This tip illustrates how the .NET Task.Factory.StartNew(Task) method can be injected as a dependency and mocked for testing. The sample project includes a Test project using nUnit and Rhino Mocks to show the code working, but any unit test and mocking framework can be used to achieve the same result.

Background

On a recent project, I had the requirement to execute calls to an external email subscription service using a separate thread. We did this to improve the user experience. The user didn't need to know if the email trigger was successful or not, so there was no point making the user wait. Also, because we were calling a third party web service, we couldn't guarantee the response time. To solve this, I used the Task.Factory class to start a new task to send the service message to the external web service, but not wait for the response (effectively a fire and forget). The task was responsible for logging any errors.

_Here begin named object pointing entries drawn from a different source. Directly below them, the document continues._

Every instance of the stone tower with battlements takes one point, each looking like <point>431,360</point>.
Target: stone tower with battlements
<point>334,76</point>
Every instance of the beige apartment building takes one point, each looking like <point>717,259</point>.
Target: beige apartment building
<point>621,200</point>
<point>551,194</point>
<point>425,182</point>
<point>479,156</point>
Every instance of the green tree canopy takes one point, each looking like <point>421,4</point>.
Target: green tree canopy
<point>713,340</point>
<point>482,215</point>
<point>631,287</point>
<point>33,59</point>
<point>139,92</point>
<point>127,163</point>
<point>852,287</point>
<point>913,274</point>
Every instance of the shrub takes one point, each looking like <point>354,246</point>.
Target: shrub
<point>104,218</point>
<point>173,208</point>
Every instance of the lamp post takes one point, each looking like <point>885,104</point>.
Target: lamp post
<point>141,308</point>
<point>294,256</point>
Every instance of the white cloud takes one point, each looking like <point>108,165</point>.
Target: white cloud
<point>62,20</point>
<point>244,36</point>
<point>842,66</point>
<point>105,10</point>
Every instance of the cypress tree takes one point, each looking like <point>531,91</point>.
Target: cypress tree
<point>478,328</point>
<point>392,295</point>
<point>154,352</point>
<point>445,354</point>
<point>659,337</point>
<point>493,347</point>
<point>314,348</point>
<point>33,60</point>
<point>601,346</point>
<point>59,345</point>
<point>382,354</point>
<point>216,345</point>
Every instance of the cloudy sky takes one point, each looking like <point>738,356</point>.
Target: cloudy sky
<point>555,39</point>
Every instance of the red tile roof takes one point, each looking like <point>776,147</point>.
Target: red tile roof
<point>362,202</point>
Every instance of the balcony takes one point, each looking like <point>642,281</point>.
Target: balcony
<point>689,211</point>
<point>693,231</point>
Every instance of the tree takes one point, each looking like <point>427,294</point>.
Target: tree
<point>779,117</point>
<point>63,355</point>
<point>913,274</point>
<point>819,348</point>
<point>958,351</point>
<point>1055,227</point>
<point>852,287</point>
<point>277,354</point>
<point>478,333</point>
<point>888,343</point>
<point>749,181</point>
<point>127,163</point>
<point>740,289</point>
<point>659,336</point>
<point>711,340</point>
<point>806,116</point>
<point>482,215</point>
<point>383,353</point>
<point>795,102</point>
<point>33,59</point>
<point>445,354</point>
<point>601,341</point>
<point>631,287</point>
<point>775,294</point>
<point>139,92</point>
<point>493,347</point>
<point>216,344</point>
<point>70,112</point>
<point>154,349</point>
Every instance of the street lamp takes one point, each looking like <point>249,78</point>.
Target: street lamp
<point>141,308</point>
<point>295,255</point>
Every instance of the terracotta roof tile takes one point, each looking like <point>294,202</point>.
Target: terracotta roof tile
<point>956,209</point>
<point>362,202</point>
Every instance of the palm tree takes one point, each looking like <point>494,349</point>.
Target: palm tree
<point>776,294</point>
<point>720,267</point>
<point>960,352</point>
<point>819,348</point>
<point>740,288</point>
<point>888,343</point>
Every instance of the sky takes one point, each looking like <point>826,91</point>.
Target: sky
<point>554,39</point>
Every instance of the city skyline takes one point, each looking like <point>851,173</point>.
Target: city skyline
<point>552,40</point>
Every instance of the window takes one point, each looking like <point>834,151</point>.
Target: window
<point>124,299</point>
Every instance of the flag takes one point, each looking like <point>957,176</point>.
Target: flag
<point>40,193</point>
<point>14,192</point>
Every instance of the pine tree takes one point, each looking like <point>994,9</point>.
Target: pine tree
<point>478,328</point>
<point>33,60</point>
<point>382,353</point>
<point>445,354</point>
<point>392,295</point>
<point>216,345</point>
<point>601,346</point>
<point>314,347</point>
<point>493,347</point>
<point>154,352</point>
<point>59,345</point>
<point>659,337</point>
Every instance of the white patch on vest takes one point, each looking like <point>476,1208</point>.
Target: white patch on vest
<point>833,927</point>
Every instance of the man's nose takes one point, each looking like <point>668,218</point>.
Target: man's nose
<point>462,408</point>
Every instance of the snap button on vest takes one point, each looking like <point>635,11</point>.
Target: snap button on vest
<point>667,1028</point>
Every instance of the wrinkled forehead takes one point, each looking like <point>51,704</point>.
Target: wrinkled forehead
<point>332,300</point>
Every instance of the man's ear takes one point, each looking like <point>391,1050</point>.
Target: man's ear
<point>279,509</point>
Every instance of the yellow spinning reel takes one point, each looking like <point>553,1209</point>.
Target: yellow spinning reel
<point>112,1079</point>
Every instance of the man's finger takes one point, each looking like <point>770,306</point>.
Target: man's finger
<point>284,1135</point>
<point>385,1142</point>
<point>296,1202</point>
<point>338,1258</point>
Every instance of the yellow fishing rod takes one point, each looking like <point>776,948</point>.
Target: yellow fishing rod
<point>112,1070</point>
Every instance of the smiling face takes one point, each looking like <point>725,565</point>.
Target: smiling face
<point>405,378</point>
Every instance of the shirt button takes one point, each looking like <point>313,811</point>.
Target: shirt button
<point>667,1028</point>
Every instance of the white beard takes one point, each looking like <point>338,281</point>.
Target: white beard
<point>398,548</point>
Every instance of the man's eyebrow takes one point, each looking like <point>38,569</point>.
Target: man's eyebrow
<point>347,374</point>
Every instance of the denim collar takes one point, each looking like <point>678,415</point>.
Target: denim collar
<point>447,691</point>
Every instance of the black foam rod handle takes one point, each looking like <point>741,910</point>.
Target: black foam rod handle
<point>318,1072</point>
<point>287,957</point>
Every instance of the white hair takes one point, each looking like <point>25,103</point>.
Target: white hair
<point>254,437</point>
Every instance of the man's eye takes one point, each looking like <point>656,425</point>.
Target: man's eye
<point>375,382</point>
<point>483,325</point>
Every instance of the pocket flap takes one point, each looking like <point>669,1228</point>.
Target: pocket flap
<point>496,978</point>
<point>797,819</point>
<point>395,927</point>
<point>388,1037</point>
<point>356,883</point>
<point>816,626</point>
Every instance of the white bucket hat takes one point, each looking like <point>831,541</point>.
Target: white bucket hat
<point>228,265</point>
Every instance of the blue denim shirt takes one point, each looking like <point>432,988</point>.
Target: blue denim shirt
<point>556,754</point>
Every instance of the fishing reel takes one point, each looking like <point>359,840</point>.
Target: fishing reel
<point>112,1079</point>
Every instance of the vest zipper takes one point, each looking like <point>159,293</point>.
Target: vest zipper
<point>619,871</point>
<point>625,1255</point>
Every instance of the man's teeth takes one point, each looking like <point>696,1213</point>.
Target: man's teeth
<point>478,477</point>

This all worked well in a proof of concept, but when I started coding the real solution I immediately ran into a problem. I'm a big fan of test driven development, but the call to Task.Factory.StartNew(Action) was making the method hard to test. After trawling the net for a solution, I stumbled across various articles and blogs about using a wrapping interface (some called it a factory, but the final solution I chose is more like a proxy). That solved the problem of injecting the Task.Factory.StartNew(Task) as a dependency. I then also found a solution to use mocks to verify that the correct action is being called. So I can't take credit for the solution below, but I thought it useful to present the two parts together, as they form the total solution (or did in my case).

Creating a Proxy

The first step to making the Task.Factory.StartNew(Task) injectable is to wrap it with our own interface and accompanying implementation. This technique is similar to my previous article on the Proxy Pattern (see http://www.codeproject.com/Articles/664496/Using-the-Proxy-Pattern-to-inject-the-uninjectable). Our simple interface exposes a method to start a new task on a separate thread.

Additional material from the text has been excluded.